(11474) 1982 SM_{2}

Discovery
- Discovered by: H. Debehogne
- Discovery site: La Silla Obs.
- Discovery date: 18 September 1982

Designations
- Alternative designations: 1995 KD
- Minor planet category: main-belt · Baptistina

Orbital characteristics
- Epoch 4 September 2017 (JD 2458000.5)
- Uncertainty parameter 0
- Observation arc: 32.59 yr (11,905 days)
- Aphelion: 2.7224 AU
- Perihelion: 1.8294 AU
- Semi-major axis: 2.2759 AU
- Eccentricity: 0.1962
- Orbital period (sidereal): 3.43 yr (1,254 days)
- Mean anomaly: 76.029°
- Mean motion: 0° 17^{m} 13.56^{s} / day
- Inclination: 5.4069°
- Longitude of ascending node: 348.59°
- Argument of perihelion: 355.61°

Physical characteristics
- Dimensions: 5.71 km (calculated)
- Synodic rotation period: 1917.2214±2716 h
- Geometric albedo: 0.057 (assumed)
- Spectral type: C
- Absolute magnitude (H): 14.493±0.001 (R) · 14.7 · 14.94 · 14.94±0.61

= (11474) 1982 SM2 =

Main-belt asteroid

' is a carbonaceous Baptistina asteroid and potentially slow rotator from the inner regions of the asteroid belt, approximately 6 kilometers in diameter. It was discovered on 18 September 1982, by Belgian astronomer Henri Debehogne at ESO' La Silla Observatory in northern Chile.

== Orbit and classification ==

The C-type asteroid belongs to the small Baptistina family. It orbits the Sun at a distance of 1.8–2.7 AU once every 3 years and 5 months (1,254 days). Its orbit has an eccentricity of 0.20 and an inclination of 5° with respect to the ecliptic. As no precoveries were taken, and no prior identifications were made, the asteroid's observation arc begins with its official discovery observation.

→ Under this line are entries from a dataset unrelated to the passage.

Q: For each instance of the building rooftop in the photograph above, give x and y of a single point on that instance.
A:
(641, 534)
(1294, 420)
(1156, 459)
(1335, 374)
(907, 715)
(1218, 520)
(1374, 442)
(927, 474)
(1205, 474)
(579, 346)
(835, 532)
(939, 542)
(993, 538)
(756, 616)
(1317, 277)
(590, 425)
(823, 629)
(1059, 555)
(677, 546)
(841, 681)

== Physical characteristics ==

In September 2013, a rotational lightcurve of this asteroid was obtained from photometric observations in the R-band at the Palomar Transient Factory in California. It gave an exceptionally long rotation period of 1917 hours with a brightness amplitude of 0.04 magnitude (U=1). However, the fragmentary light-curve has received a low quality rating by the Collaborative Asteroid Lightcurve Link (CALL) which means that the result could be completely wrong (also see potentially slow rotator).

CALL assumes a standard albedo for carbonaceous asteroids of 0.057 and calculates a diameter of 5.71 kilometers, based on an absolute magnitude of 14.49.

== Numbering and naming ==

This minor planet was numbered by the Minor Planet Center on 28 September 1999. As of 2018, it has not been named.